Numerous online discussions these days raise questions about the continued effectiveness of the traditional “press release” – or as it is more accurately termed *news* or *media* release (since these communications aren’t intended only for the “press”). The discussions are interesting and raise a number of relevant points about how communicating with the media has changed with the advent of online tools and the proliferation of email vs. traditional “snail mail.” It’s fair to say that the number of traditional print releases *mailed* to news outlets has diminished significantly over the past several years. However,
it is less likely that the *concept* of communicating to the media in some manner has lost its relevance and importance for companies and individuals hoping to share their stories.
In my opinion, I think it’s less important what we call these communications than what we intend them to achieve. If we move beyond the semantics associated with what a traditional “press/news/media release” represents the debate becomes a little bit less debatable. What PR people are attempting to do hasn’t changed: “sell their story.” Doing that may still involve the use of traditional news releases. It may also involve much less formal online pitches via email or social media.

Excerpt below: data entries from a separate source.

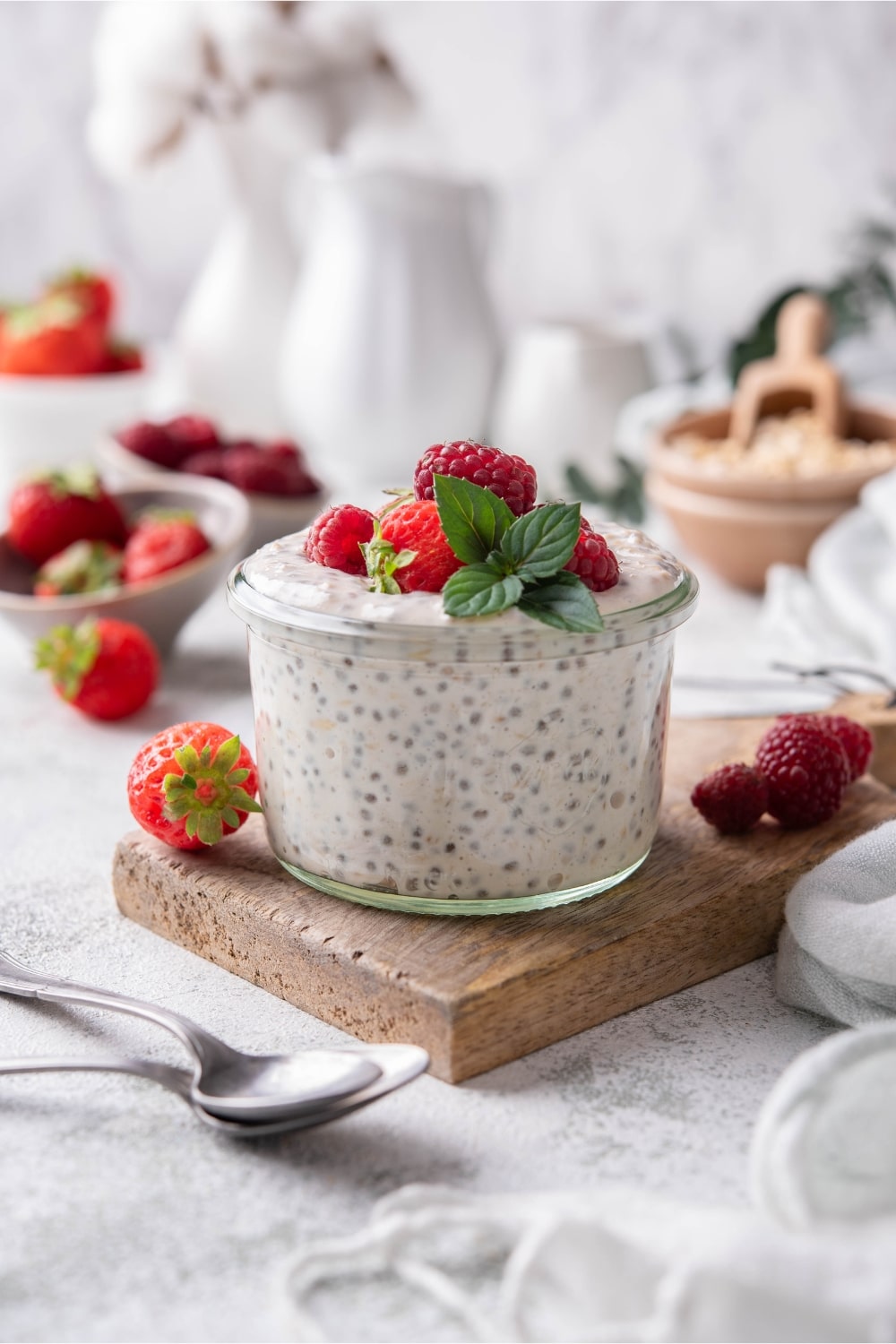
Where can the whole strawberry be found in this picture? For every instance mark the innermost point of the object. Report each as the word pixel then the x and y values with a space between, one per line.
pixel 51 511
pixel 731 798
pixel 193 784
pixel 335 539
pixel 509 478
pixel 160 543
pixel 54 338
pixel 805 768
pixel 88 288
pixel 105 668
pixel 82 567
pixel 413 535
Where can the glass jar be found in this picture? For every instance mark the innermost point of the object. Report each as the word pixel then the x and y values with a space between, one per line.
pixel 471 766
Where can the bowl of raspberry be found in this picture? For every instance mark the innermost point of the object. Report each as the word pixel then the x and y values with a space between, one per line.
pixel 150 553
pixel 66 376
pixel 282 492
pixel 461 699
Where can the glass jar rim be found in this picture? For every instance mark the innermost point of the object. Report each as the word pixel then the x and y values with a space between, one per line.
pixel 482 634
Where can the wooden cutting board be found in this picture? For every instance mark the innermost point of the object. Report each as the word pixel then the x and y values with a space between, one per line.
pixel 477 992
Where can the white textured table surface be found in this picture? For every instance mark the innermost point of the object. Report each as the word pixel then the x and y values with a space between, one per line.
pixel 125 1219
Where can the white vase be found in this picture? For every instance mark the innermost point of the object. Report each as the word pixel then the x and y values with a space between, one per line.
pixel 228 333
pixel 390 344
pixel 559 397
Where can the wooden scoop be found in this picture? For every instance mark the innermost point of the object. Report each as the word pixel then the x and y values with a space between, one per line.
pixel 796 373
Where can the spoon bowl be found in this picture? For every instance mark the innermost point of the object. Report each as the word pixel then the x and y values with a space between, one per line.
pixel 398 1064
pixel 226 1082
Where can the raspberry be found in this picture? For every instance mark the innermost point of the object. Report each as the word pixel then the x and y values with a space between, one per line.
pixel 509 478
pixel 731 798
pixel 210 461
pixel 416 527
pixel 592 561
pixel 853 738
pixel 191 433
pixel 805 768
pixel 336 537
pixel 268 470
pixel 153 444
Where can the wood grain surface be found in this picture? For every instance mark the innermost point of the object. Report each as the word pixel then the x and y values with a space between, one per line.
pixel 477 992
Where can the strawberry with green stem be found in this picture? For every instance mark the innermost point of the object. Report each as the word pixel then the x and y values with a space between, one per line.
pixel 51 510
pixel 105 668
pixel 193 784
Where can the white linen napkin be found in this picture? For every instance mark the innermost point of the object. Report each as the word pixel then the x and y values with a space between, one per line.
pixel 842 607
pixel 812 1260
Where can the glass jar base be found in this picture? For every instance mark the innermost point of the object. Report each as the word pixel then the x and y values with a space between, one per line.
pixel 417 905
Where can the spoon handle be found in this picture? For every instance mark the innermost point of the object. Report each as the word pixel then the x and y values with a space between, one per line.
pixel 177 1080
pixel 16 978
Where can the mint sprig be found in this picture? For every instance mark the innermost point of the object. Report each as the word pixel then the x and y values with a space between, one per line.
pixel 512 561
pixel 473 519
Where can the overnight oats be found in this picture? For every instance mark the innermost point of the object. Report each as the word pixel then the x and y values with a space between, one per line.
pixel 461 763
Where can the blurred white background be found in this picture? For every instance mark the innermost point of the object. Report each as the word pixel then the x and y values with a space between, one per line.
pixel 659 164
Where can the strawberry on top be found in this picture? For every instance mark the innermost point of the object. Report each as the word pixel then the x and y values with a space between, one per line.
pixel 474 534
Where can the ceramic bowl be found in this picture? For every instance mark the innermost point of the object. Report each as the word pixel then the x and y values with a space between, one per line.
pixel 56 421
pixel 271 515
pixel 161 607
pixel 740 526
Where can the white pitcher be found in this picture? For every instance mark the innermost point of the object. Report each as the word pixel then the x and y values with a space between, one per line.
pixel 390 343
pixel 230 331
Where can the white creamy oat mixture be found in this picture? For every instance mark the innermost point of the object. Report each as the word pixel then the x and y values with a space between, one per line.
pixel 458 758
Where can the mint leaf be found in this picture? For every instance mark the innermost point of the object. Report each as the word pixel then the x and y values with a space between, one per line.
pixel 479 590
pixel 564 602
pixel 541 542
pixel 473 519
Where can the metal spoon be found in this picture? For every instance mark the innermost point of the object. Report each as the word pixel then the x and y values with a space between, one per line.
pixel 398 1064
pixel 226 1082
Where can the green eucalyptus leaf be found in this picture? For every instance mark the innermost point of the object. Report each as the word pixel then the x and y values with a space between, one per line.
pixel 540 543
pixel 473 519
pixel 564 602
pixel 479 590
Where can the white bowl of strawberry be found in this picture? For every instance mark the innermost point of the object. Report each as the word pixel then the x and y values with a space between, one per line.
pixel 65 375
pixel 150 553
pixel 282 492
pixel 461 702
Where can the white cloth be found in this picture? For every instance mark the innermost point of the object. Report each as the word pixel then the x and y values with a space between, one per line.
pixel 842 607
pixel 837 952
pixel 812 1260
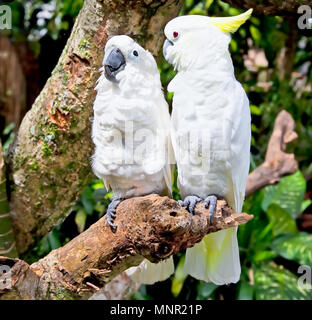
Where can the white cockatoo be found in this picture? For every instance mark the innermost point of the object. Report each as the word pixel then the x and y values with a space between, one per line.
pixel 210 131
pixel 130 132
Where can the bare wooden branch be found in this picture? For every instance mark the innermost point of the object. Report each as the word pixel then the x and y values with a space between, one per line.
pixel 277 162
pixel 50 157
pixel 151 227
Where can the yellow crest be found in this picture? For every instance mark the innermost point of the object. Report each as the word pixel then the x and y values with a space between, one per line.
pixel 230 24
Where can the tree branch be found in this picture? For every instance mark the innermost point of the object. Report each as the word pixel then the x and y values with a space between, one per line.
pixel 277 163
pixel 7 243
pixel 50 157
pixel 151 227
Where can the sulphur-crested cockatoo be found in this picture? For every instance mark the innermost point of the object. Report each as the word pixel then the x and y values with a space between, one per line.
pixel 210 133
pixel 130 132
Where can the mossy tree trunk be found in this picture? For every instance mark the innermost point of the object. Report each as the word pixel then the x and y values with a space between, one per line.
pixel 50 159
pixel 7 243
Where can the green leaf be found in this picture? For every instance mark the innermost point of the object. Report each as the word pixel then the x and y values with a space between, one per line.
pixel 264 255
pixel 255 33
pixel 288 194
pixel 246 291
pixel 281 220
pixel 178 278
pixel 274 282
pixel 305 204
pixel 255 110
pixel 87 199
pixel 297 248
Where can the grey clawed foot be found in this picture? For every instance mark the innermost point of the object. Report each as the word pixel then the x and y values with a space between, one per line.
pixel 190 203
pixel 111 212
pixel 211 203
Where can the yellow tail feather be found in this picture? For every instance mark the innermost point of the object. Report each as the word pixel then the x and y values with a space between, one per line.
pixel 230 24
pixel 215 259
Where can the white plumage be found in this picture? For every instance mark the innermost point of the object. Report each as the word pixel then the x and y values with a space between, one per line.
pixel 131 131
pixel 210 134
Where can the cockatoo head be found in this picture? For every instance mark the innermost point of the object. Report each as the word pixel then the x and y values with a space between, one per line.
pixel 188 37
pixel 126 58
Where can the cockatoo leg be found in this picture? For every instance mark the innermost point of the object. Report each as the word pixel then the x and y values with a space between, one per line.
pixel 111 212
pixel 211 202
pixel 190 203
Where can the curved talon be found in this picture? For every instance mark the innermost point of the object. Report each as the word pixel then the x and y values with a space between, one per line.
pixel 190 202
pixel 211 202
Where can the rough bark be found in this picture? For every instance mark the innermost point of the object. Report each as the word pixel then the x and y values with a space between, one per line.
pixel 270 7
pixel 151 227
pixel 50 157
pixel 277 163
pixel 7 242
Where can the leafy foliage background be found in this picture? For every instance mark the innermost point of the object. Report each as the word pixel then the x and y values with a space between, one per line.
pixel 275 243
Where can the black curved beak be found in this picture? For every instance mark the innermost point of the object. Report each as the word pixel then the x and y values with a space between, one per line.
pixel 114 63
pixel 166 45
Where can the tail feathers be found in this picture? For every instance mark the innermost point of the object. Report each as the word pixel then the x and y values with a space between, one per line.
pixel 215 259
pixel 149 273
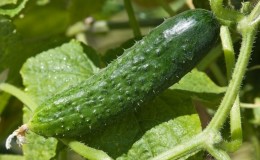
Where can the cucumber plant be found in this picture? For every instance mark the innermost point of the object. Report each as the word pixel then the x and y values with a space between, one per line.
pixel 152 65
pixel 99 99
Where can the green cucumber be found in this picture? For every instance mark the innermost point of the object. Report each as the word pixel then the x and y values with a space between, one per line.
pixel 152 65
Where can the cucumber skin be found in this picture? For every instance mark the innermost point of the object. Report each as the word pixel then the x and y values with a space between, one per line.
pixel 152 65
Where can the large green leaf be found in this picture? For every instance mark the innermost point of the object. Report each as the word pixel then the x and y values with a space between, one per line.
pixel 44 75
pixel 198 85
pixel 117 137
pixel 164 137
pixel 55 70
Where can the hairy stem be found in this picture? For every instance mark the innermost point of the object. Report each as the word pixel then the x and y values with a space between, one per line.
pixel 225 15
pixel 222 113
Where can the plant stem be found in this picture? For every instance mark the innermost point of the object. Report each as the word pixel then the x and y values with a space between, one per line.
pixel 220 77
pixel 22 96
pixel 235 117
pixel 217 153
pixel 225 15
pixel 210 57
pixel 85 151
pixel 229 52
pixel 254 16
pixel 166 7
pixel 132 20
pixel 222 113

When I teach PR classes I’ve augmented the traditional discussion of “formatting the news release” to focusing on how to deliver the same information via new channels – e.g. email/social media. Much less formal now, but the bottom line is still that PR people need to connect with and compel journalists/reporters to pick up on their stories. Today, while traditional news releases still have their place, it is far more likely that PR people and others hoping to get media coverage will connect with the media via email or via social media.
Still, while most of these pitches are far more informal than they used to be, there is still a place for the “traditional” media release. For one thing, it can be useful for many organizations to have an online repository of their releases available to the media and other audiences as a source of ongoing information. Presenting these in traditional news release format is still quite common (just go online to any large organization and check out the “news” or “media” section of their web sites). Traditional news releases also are still distributed widely through channels such as PRNewswire, BusinessWire and others (although in my observations these releases are designed more to drive SEO than to generate actual media coverage).
The discussion of whether the news release is dying is really no different from discussions about whether newspaper ads or yellow page listings are dying–or already dead. It’s not really the concept that may be dead, it’s the delivery channels and, consequently, the format of the messages.
The bottom line, as with any other form of communication, is that the audience and objective should drive the format.